November 6, 2008 By Kim Alexander
Photo: Kim Alexander president and founder of the California Voter Foundation. Her blog entry is used with permission.
Folks who paid attention to California Secretary of State Debra Bowen's 2007 "Top-to-Bottom Review" of California voting systems and subsequent decertification of those systems may recall that one condition placed on continued use of mostly all voting systems in California, whether electronic or paper-based optical scan, was the requirement that additional hand-counting of ballots be conducted in extremely close contests. These requirements are summarized in the Secretary of State's Post-Election Manual Tally (PEMT) requirements.

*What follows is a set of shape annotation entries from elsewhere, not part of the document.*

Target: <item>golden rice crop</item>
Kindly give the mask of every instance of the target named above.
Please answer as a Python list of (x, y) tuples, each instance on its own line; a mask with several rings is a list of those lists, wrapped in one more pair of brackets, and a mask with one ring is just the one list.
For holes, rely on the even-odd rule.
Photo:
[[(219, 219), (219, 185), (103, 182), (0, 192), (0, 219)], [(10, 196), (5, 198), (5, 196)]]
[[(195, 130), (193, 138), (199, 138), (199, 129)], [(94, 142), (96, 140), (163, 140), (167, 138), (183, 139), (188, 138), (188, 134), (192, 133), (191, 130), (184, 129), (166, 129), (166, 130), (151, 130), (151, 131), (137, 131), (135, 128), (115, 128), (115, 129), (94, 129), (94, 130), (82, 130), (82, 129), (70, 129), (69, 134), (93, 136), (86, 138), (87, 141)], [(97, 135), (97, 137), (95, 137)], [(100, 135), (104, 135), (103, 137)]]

These requirements were initially implemented as conditions for certification of most California voting systems. The registrar of voters of San Diego County sued the Secretary of State for imposing them, claiming that Bowen overstepped her authority and had issued "defacto" regulations. Bowen and her legal team argued they weren't regulations because they did not apply to all counties (Lake, Sonoma and Madera counties used older voting equipment that did not go through the 2007/08 recertification process). Bowen won in the lower court but that decision was overturned by an appellate court in August 2008. That decision led Bowen to seek emergency regulations to be approved by the state Office of Administrative Law, which would enact the Post-Election Manual Tally requirements as regulations. OAL granted the Secretary of State her request on October 20, putting the regulations into effect for 180 days.
Now that the PEMT requirements are in effect, they will in fact apply to some November 2008 contests.Under state law, all counties must select at random and count by hand, in public, one percent of their precincts' ballots and compare those hand-counted results to the computer-tallied results. Under Bowen's new PEMT requirements, in any contest where the semi-official results are within .5 percent, the counties where the contest took place must randomly select 10 percent of the precincts' ballots that included that contest and recount the votes in that contest by hand to further verify the accuracy of the computer-tallied results.
So far, it appears that Congressional District 4, the contest between Democratic candidate Charlie Brown and Republican Tom McClintock, will be subject to this escalated, ten percent manual tally. One legislative contest, for Senate District 19, between Democrat Hannah-Beth Jackson and Republican Tony Strickland, also appears subject to the 10 percent manual tally.
Congressional District 4 is a sprawling, Northern California district that includes the counties of Modoc, Lassen, Sierra, El Dorado, Plumas, Nevada, Placer, and parts of Butte and Sacramento counties. Senate District 19 is in Southern California and includes Ventura, Santa Barbara, and a small part of Los Angeles county.
There may also be other local contests around the state where the 10 percent manual tally is required. While candidates are always entitled to recounts, requesting one can be politically unpopular and paying for one can be an expensive proposition. The new Post-Election Manual Tally requirements enacted by the Secretary of State provide an important, new level of vote-counting security that should give all California voters and candidates, whether they were on the winning side or the losing side of a battle, peace of mind that the computerized vote count is accurate.